Chapter 6 of Training Compute-Optimal Large Language Models
Appendices A–J
A — Training Dataset (MassiveText Composition)
| Subset | Disk size | Sampling proportion | Epochs in 1.4T tokens |
|---|---|---|---|
| MassiveWeb | 1.9 TB | 45% | 1.24 |
| Books | 2.1 TB | 30% | 0.75 |
| C4 | 0.75 TB | 10% | 0.77 |
| News | 2.7 TB | 10% | 0.21 |
| GitHub | 3.1 TB | 4% | 0.13 |
| Wikipedia | 0.001 TB | 1% | 3.40 |
Wikipedia and MassiveWeb are seen for more than one epoch. The distribution differs slightly from Gopher (in parentheses) to accommodate 4× more training tokens.

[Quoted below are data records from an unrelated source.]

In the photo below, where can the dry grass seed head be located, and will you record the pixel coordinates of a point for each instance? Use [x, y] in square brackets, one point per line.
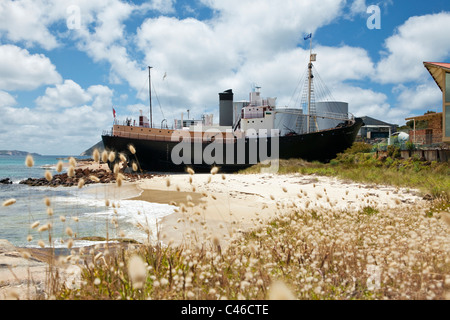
[48, 175]
[105, 156]
[94, 178]
[112, 156]
[279, 291]
[137, 271]
[96, 155]
[72, 162]
[29, 162]
[71, 172]
[59, 166]
[9, 202]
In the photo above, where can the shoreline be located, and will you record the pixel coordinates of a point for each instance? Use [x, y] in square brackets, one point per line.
[214, 209]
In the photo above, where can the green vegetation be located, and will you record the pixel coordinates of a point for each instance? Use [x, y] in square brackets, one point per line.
[305, 254]
[360, 165]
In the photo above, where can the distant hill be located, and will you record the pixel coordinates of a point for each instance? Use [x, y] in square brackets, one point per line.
[90, 151]
[16, 153]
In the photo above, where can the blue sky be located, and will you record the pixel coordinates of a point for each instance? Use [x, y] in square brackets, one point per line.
[65, 64]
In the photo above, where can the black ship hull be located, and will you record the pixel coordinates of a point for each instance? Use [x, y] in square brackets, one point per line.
[160, 156]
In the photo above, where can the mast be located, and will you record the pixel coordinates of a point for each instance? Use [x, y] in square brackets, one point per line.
[308, 126]
[312, 57]
[150, 94]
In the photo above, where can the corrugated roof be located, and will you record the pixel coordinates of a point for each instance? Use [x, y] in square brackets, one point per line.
[425, 116]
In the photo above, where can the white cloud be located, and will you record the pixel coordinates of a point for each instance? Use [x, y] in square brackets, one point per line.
[68, 119]
[423, 96]
[7, 100]
[419, 39]
[21, 70]
[67, 94]
[26, 21]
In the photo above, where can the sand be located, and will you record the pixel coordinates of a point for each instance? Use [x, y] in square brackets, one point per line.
[213, 208]
[232, 203]
[222, 205]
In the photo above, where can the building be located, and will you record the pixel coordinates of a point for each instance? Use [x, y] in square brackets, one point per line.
[441, 75]
[376, 129]
[427, 129]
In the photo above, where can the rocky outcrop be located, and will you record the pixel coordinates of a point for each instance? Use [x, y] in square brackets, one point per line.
[5, 181]
[85, 174]
[25, 276]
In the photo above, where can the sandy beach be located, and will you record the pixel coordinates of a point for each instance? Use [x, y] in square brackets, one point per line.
[221, 206]
[216, 208]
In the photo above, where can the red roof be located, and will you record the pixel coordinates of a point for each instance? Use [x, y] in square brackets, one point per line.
[437, 71]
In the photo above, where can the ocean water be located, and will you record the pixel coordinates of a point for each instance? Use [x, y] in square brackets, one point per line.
[84, 210]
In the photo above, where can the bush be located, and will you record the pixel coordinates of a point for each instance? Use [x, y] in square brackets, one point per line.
[359, 147]
[393, 152]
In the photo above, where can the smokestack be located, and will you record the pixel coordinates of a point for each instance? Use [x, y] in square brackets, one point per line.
[226, 108]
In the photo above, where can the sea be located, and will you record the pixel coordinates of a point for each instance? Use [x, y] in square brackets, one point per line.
[82, 210]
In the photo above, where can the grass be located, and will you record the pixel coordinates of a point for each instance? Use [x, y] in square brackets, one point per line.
[314, 254]
[320, 254]
[430, 178]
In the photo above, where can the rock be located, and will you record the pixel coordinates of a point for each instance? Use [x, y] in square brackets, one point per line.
[26, 278]
[5, 181]
[6, 246]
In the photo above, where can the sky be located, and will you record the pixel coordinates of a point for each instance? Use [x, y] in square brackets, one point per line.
[65, 64]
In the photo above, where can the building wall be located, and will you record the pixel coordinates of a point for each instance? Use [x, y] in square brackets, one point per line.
[433, 134]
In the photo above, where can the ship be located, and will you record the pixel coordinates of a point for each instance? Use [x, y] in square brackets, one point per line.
[249, 132]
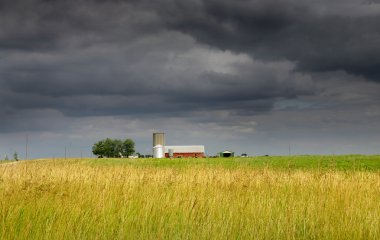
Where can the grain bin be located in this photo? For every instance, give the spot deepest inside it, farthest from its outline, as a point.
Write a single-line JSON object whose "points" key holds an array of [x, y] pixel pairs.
{"points": [[158, 139]]}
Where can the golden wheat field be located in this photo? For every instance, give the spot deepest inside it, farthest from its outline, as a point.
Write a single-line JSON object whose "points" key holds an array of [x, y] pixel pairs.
{"points": [[73, 199]]}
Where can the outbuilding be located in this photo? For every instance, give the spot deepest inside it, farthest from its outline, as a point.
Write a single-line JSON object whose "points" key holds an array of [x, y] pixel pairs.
{"points": [[194, 151]]}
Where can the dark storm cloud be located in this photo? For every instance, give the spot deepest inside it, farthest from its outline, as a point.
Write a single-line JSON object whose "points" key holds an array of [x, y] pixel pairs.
{"points": [[318, 35]]}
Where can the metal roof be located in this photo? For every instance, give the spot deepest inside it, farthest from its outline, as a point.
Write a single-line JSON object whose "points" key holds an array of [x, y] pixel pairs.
{"points": [[186, 149]]}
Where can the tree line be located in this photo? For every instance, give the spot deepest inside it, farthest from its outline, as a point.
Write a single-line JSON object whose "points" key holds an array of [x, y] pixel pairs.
{"points": [[113, 148]]}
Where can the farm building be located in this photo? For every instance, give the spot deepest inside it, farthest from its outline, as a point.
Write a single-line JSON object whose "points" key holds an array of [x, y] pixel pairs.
{"points": [[197, 151], [226, 154]]}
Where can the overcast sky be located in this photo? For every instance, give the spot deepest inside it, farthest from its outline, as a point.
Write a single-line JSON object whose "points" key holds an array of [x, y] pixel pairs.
{"points": [[254, 76]]}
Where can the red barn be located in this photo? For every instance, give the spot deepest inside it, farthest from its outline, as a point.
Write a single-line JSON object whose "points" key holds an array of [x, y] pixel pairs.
{"points": [[185, 151]]}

B — Optimal Cosine Cycle Length
The cosine learning rate schedule must be calibrated to match the actual number of training steps. Setting cycle length ≥ 1.25× the target training steps causes measurable performance degradation. At 1.5× or longer, the damage is clear.
This is the key methodological difference from Kaplan et al.: Kaplan et al. used a fixed 130B-token cosine schedule for all models. For runs shorter than 130B tokens, the learning rate never drops appropriately — making the loss appear worse than a correctly-calibrated run. This systematically undervalues training on more data at smaller model size, leading to the incorrect conclusion that model size matters more than training tokens.
C — Scaling Results Consistency Across Datasets
IsoFLOP analysis (Approach 2) replicated on C4 and GitHub code. Both yield the same equal N–D scaling conclusion. The result is not a MassiveText artifact. Caveat: all runs are in the single-epoch regime.
D — Details on Scaling Analyses
Full training configurations for all 400+ runs. Head-to-head comparison at 10^21 FLOPs confirms: the Chinchilla-predicted model size outperforms the Kaplan-predicted model size at the same compute budget.
E — Curvature of the FLOP–Loss Frontier
Slight concavity observed in N_opt(C) at high compute budgets (log scale). This is why Approach 3 (parametric fit) gives the most conservative N_opt — its Huber loss fitting assigns relatively lower weight to low-compute points, and the curvature pulls N_opt down further. Concavity implies the true optimal model at very large compute may be even smaller than any of the three approaches predict.
F — FLOPs Computation
FLOPs ≈ 6ND for a transformer language model:
- Factor of 2: multiply-accumulate operation counting
- Factor of 3: forward pass + backward pass (gradient computation + weight update)
Attention FLOPs are subdominant relative to linear layer FLOPs for the model sizes studied (N ≤ 16B parameters at sequence lengths ≤ 2048 tokens) and are excluded from the approximation.
G — Differences Between Chinchilla and Gopher
Three changes: (1) AdamW vs. Adam optimizer, (2) modified SentencePiece tokenizer, (3) adjusted MassiveText sampling proportions. Appendix G isolates each change’s contribution. AdamW provides the largest performance improvement, particularly on downstream tasks after fine-tuning.
H — Full Results Tables
Complete per-task results for Winogender (gender bias breakdown by pronoun type and gotcha/not-gotcha), MMLU (57 individual tasks), BIG-bench (62 individual tasks).
I — Model Card
Chinchilla model card per Mitchell et al. (2019): intended use (research, factual grounding, analysis assistance), out-of-scope uses (real-world decision-making without human oversight), training data, evaluation methodology, ethical considerations, known limitations.
J — List of Trained Models
Complete table of all 400+ models used in the scaling analysis: parameter count, training tokens, FLOPs, final training loss. Full empirical basis for all three scaling approaches.